Travel Industry’s Status Upgraded from Critical Condition

Stocks are down, housing prices are down, consumer spending is down, and travel is at one of its all time lows.  Is there any end in sight?

A recent analysis by Piper Jaffray and Citibank seems to think so.  Although the U.S. hotel industry posted a sharp dip in revenue per available room, the industry’s occupancy and average daily rate (ADR) and revenue per available room (RevPAR) seems to have stabilized over the summer.    

So has the travel industry has finally “flatlined”?  And is it ready for “resuscitation”?

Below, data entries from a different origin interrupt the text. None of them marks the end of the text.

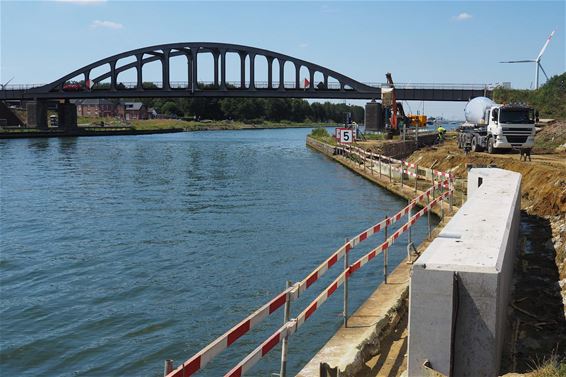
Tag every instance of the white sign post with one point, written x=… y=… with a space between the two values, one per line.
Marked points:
x=346 y=136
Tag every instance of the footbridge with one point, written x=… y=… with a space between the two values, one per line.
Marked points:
x=285 y=77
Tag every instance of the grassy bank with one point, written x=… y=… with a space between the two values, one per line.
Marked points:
x=161 y=124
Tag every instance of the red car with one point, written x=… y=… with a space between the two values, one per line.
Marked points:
x=74 y=87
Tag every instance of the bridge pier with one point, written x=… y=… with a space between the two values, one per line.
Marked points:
x=37 y=114
x=67 y=116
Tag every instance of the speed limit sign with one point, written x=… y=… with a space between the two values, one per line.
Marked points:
x=346 y=136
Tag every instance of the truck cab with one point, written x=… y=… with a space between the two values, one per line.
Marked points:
x=510 y=126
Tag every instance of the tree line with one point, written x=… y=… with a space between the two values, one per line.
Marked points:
x=244 y=109
x=255 y=109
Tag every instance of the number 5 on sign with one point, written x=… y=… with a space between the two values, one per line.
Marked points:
x=346 y=136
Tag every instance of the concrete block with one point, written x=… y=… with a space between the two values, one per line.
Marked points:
x=477 y=247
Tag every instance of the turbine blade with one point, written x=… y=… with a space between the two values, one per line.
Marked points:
x=545 y=45
x=520 y=61
x=545 y=75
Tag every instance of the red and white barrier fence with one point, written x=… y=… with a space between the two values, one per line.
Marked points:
x=199 y=360
x=293 y=325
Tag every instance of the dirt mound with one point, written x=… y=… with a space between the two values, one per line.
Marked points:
x=544 y=178
x=551 y=138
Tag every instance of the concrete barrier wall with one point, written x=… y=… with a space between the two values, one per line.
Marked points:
x=460 y=286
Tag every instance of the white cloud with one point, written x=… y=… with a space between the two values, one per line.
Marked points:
x=106 y=25
x=463 y=16
x=328 y=9
x=83 y=2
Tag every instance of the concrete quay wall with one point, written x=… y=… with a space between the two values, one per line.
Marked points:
x=460 y=286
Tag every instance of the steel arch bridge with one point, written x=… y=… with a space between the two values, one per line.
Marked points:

It appears that there might be signs of life yet.  Supporting this are steady weekend rates and RevPAR for U.S. hotels, and slow, but steady upward gains in the European hotel industry and RevPAR.

Meanwhile, online travel is still in critical condition, with Citibank and comScore data showing a 7 percent year-over-year decline in online travel spending in June followed by a more unsettling 9 percent year-over-year freefall in July.

A major contributor to the July freefalls seems to be a 15 percent year-over-year dip in hotel reservations, which represent 24 percent of all online travel spend.  In addition, a 16 percent year-over-year decline in travel Ppckages (6 percent of spend) added to online travel’s symptomatic malaise.

However, a healthy dose of car rental spending (4 percent year-over-year and 11 percent of spend) helped offset the 16 percent drop, and the 8 percent year-over-year decline in air travel spending was a bit rosier than its 10 percent year-over-year decline reported in June by comScore.

So is the travel industry ready to make a full recovery?  It’s still early for a complete diagnosis, but the symptoms described by Piper Jaffray and Citibank seem to indicate that the worst may be over as the travel industry slowly gains its strength in the coming months.